DICAS PARA ECONOMIZAR O CONSUMO DE COMBUSTÍVEL

Em uma época onde o preço do combustível sobe a cada semana, para não dizer a cada par de dias, entender o porquê da variação do consumo não só ajuda a economizar nas finanças, mas também pode significar felicidade de não ficar parado no meio do caminho, vítima de pane seca.

Não há nenhum mistério sobre o fator que mais incide na autonomia de qualquer veículo: o uso exagerado do acelerador. Mas existem outras coisas que podem ocasionar o excesso de consumo. Abaixo, listamos cinco exemplos de inimigos dos muitos quilômetros rodados com um litro.

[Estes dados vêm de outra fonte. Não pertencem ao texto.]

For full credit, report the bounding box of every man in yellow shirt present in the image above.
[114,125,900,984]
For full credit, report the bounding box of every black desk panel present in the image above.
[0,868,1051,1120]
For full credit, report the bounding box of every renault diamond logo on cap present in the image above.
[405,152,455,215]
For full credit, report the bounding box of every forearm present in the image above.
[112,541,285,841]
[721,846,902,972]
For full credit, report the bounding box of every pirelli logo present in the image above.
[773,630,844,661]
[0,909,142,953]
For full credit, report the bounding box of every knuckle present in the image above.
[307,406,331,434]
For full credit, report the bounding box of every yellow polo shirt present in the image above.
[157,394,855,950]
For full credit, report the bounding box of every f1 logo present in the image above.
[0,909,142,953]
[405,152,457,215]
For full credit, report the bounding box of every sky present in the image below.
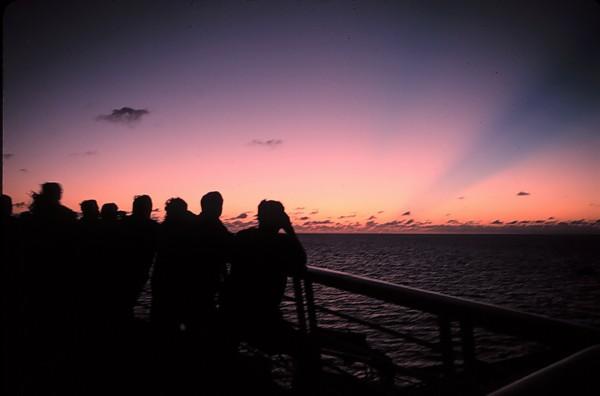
[2,0,600,232]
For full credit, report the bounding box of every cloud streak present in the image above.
[250,139,283,148]
[96,107,150,124]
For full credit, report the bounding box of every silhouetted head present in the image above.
[165,198,187,220]
[100,202,119,221]
[2,194,12,219]
[258,199,285,232]
[41,182,62,203]
[29,182,62,213]
[200,191,223,219]
[79,199,100,220]
[131,195,152,219]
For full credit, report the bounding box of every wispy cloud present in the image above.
[227,212,249,220]
[96,107,150,125]
[69,150,98,157]
[250,139,283,148]
[338,213,356,219]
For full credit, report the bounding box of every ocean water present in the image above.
[140,234,600,368]
[292,234,600,367]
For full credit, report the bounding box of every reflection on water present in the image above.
[138,235,600,366]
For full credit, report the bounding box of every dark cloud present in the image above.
[227,212,248,220]
[338,213,356,219]
[250,139,283,147]
[379,220,404,228]
[96,107,150,124]
[304,220,333,226]
[571,219,588,225]
[69,150,98,157]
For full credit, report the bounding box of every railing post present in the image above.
[293,276,307,335]
[438,315,454,376]
[460,319,476,374]
[304,274,317,333]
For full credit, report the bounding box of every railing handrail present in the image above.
[488,345,600,396]
[307,266,600,346]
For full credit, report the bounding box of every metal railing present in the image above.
[294,266,600,388]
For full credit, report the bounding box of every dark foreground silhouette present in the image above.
[2,182,310,395]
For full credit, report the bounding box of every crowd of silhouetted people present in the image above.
[2,182,306,395]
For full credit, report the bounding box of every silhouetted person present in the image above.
[193,191,233,327]
[100,202,119,221]
[151,198,198,333]
[0,194,24,394]
[222,200,306,382]
[118,195,158,319]
[22,182,79,394]
[151,198,201,394]
[79,199,100,222]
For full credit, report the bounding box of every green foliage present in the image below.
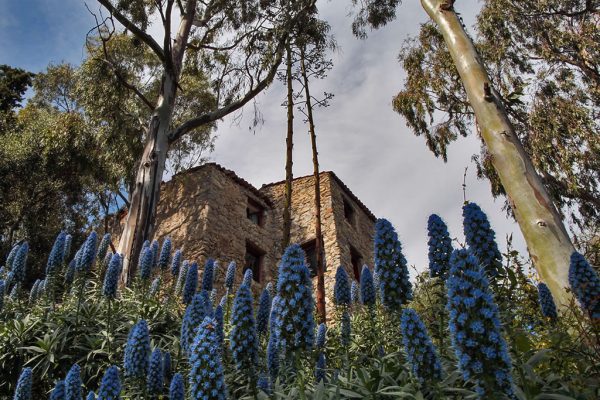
[393,0,600,230]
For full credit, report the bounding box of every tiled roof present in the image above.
[260,171,377,221]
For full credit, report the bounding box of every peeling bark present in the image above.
[421,0,575,305]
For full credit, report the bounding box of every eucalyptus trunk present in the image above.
[281,40,294,250]
[119,0,196,284]
[421,0,574,305]
[300,48,327,322]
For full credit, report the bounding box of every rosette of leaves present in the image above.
[95,365,121,400]
[123,319,151,379]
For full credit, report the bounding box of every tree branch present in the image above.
[169,39,286,144]
[98,0,166,62]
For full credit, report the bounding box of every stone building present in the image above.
[120,163,375,310]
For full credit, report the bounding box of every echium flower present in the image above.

  1. Pneus descalibrados: além de causarem o aumento de consumo – um pneu mais vazio do que o recomendado exige mais energia do motor – descuidar da pressão altera a dirigibilidade e coloca em risco a segurança.
  2. Rotações altas: sua moto pode até ter um ronco maravilhoso, mas o hábito de levar as rotações às alturas sempre sai caro. Acelerar parado ou retardar troca de marcha sem necessidade, fazendo o motor girar em alta rotação inutilmente, pode alegrar seu ouvido, mas certamente maltratará seu bolso.
  3. Falta de lubrificação: a maior parte das motocicletas usa sistema de transmissão final por corrente. Lubrificá-lo com frequência não só aumenta a vida útil da corrente, coroa e pinhão, como exige menor energia do motor para movimentar a roda traseira, resultando obviamente em economia de combustível.
  4. Carga: levar peso inútil nunca é uma boa ideia. Os práticos baús, assim como os compartimentos de carga que existem em algumas motos e scooters, não devem ser usados como depósito de tralhas. Limite o peso ao mínimo indispensável e, caso o baú seja facilmente removível (e você tenha algum lugar seguro para deixá-lo), lembre-se que ele próprio, mesmo vazio, pesa bastante – além de prejudicar a aerodinâmica da moto -, o que também eleva o consumo de combustível.
  5. Troca de marchas: não basta apenas evitar “esticar” as marchas. É necessário também aprender qual o momento certo para passá-las, conciliando a menor abertura possível do acelerador com a rotação adequada à velocidade desejada. O motor não pode sofrer, coisa que ocorre quando exageramos usando marchas altas em baixas rotações (sinais característicos são os trancos na transmissão). Use sua sensibilidade para “sentir” qual a marcha certa – e a rotação mínima – para cada situação.

 

Sempre é possível melhorar

Mesmo sendo a maioria das motocicletas reconhecidamente veículos econômicos, é sempre possível melhorar seu rendimento quilométrico obtido com cada litro de combustível.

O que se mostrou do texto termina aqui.